An FDA Biosimilar User Fee inspection was conducted at ICON Laboratory Services, Inc. in Whitesboro, NY, from November 18-22, 2019. The inspection focused on bioanalytical data supporting two study protocols for drug applications, adhering to FDA procedures for in vivo bioavailability/bioequivalence studies. During the inspection, no formal Form FDA 483 (Inspectional Observations) was issued. However, one key discussion item was raised with management: ICON failed to establish sufficient freeze-thaw stability for immunoassays used to determine certain antibodies. Specifically, samples in two audited studies underwent more freeze-thaw cycles than the validated stability limits. For Study (b)(4), some positive samples exceeded established stability.
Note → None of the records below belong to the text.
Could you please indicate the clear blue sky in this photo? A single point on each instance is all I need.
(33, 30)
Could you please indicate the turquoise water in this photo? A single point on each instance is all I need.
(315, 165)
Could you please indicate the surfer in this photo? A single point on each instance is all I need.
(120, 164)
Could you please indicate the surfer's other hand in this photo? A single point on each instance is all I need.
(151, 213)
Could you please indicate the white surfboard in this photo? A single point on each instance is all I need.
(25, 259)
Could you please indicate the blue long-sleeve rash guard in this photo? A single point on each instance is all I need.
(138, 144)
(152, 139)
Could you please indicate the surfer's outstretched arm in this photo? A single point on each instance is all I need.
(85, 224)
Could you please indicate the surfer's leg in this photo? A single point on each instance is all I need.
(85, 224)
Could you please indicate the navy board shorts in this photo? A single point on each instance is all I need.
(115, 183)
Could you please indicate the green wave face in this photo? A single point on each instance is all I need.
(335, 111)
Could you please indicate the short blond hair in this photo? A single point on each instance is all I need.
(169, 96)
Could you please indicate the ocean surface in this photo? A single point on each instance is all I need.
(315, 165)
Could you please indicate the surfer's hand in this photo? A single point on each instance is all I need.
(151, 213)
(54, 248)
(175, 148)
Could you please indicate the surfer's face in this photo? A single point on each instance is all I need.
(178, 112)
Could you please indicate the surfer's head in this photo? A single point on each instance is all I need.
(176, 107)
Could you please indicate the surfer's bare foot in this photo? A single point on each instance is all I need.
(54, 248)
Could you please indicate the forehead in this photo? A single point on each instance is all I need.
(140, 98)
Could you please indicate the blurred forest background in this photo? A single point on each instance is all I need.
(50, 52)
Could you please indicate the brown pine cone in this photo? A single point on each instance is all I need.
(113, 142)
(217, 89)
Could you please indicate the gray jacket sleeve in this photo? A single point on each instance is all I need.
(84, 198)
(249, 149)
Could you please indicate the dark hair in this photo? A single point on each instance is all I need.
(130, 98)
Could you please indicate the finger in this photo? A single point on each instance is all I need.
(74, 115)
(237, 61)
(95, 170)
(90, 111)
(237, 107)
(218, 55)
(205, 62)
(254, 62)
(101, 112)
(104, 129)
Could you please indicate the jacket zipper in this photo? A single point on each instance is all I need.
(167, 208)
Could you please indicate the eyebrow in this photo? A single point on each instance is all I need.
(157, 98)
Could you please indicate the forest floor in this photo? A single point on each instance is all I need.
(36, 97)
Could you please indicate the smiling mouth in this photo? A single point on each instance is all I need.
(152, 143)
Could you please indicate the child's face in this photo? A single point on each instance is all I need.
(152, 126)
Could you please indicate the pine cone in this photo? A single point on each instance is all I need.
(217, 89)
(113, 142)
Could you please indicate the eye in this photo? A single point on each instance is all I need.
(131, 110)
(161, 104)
Similarly, for Study (b)(4), certain antibody positive samples were subjected to excessive freeze-thaw cycles, potentially compromising sample integrity. ICON management acknowledged this finding and committed to evaluating the impact of these additional freeze-thaw cycles on the integrity of study samples. The inspection also reviewed corrective actions from a previous 2017 bioanalytical inspection, which had noted issues with method validation for selectivity, specificity, and relevant concentration selection. While specific Standard Operating Procedures (SOPs) for those previous issues had not been formally revised as promised, ICON stated they were following an alternative analysis plan for industry best practices.